By Bruce Hildenbrand
Photo: Franck Fife/
AFP/Getty Images
While every rider brings his A game to the Tour de France, not everyone sees the spotlight. Some are expected to shine and just don't perform well, while others are there to support their team leader by toiling up, down and around France in anonymity. Domestiques are support riders usually recognizable only because their jerseys are filled with water bottles for their more celebrated teammates.
Doing great impressions of the Michelin man, domestiques spend almost all day either at the front of the pack helping to set pace or at the back among the team cars picking up water bottles and food. While the team leaders sit in the pack and rest, domestiques, like worker bees, always seem to be tending to one task or another.
Much like NFL offensive lineman, domestiques toil behind the scenes. It would be easy to think of them as second-class citizens, but that is hardly the case. Champions in their own right, most domestiques are capable of winning just about any race other than the Tour. For example, Jens Voigt of Team CSC won the 2007 Criterium International and a mountain stage in Spain. Come Tour time, however, expect to see him loaded down with water bottles or setting tempo at the front for team leader Carlos Sastre.
Voigt knows he will get his chance to shine, as he did in winning the weeklong 2006 Tour of Germany, but in France in July he's a team player. Even when the popular German wore the yellow jersey in 2005, he did not expect his team to keep him in the golden tunic and surrendered the coveted jersey shortly thereafter.
Such is the difference between the Stars and the Water Carriers as chronicled in the excellent 1973 documentary by Jorgen Leth. But it's not an entirely altruistic pursuit. The riders are paid to pedal for their leader and if that leader happens to be Lance Armstrong, it paid well. The Texas Tornado is rumored to have paid a personal bonus to each of his support riders well into five figures. Clearly, he realized that without his teammates' tireless support, he would not have worn yellow in Paris year after year after year.
Some team leaders have clauses written into their contract that mandates a payout by the team of $10,000 to $20,000 for each rider who finishes the Tour if their leader wins. The money is nice, but can it make up for giving up a rider's personal aspirations? Racers such as Jose Luis "Che Chu" Rubiera and Jose Azevedo were legitimate overall contenders when contracted by Lance's team to ride in support. Both of these riders had top-10 finishes in other major tours and with the right circumstances might have been able to win the Tour.

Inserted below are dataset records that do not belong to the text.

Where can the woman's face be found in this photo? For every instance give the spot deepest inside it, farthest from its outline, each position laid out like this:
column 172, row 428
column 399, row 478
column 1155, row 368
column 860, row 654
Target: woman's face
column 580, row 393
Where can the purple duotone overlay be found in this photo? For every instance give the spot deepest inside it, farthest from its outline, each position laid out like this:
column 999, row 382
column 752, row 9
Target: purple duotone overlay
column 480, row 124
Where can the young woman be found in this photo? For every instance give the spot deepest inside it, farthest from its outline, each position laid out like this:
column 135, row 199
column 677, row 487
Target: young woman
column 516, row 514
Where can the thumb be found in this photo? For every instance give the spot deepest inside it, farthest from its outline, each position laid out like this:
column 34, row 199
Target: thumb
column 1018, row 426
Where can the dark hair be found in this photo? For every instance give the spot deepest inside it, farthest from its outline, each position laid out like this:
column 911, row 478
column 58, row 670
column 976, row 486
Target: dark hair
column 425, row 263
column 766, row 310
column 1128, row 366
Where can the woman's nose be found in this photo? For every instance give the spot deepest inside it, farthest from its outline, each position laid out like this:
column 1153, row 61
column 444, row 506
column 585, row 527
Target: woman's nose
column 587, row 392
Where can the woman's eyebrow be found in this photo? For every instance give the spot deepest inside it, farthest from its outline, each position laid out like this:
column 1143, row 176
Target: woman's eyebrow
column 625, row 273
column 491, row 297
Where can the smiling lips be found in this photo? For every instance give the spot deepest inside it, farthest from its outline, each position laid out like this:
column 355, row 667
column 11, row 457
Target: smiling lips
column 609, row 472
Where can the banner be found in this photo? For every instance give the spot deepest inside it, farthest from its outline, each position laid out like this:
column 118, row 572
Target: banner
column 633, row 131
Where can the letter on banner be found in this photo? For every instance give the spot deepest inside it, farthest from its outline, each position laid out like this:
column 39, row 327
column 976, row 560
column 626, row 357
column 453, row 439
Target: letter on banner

However, there is a difference between being a contender and being a winner, and if your chances of victory are slim, there is a huge amount of personal satisfaction in helping someone else to the top spot on the podium. When you see the winner on the Champs Elysees in Paris, think of the support riders who were crucial in getting him there. They'll all be partying somewhere in Paris that night and all will have smiles--because without the domestiques, the champagne would still be corked.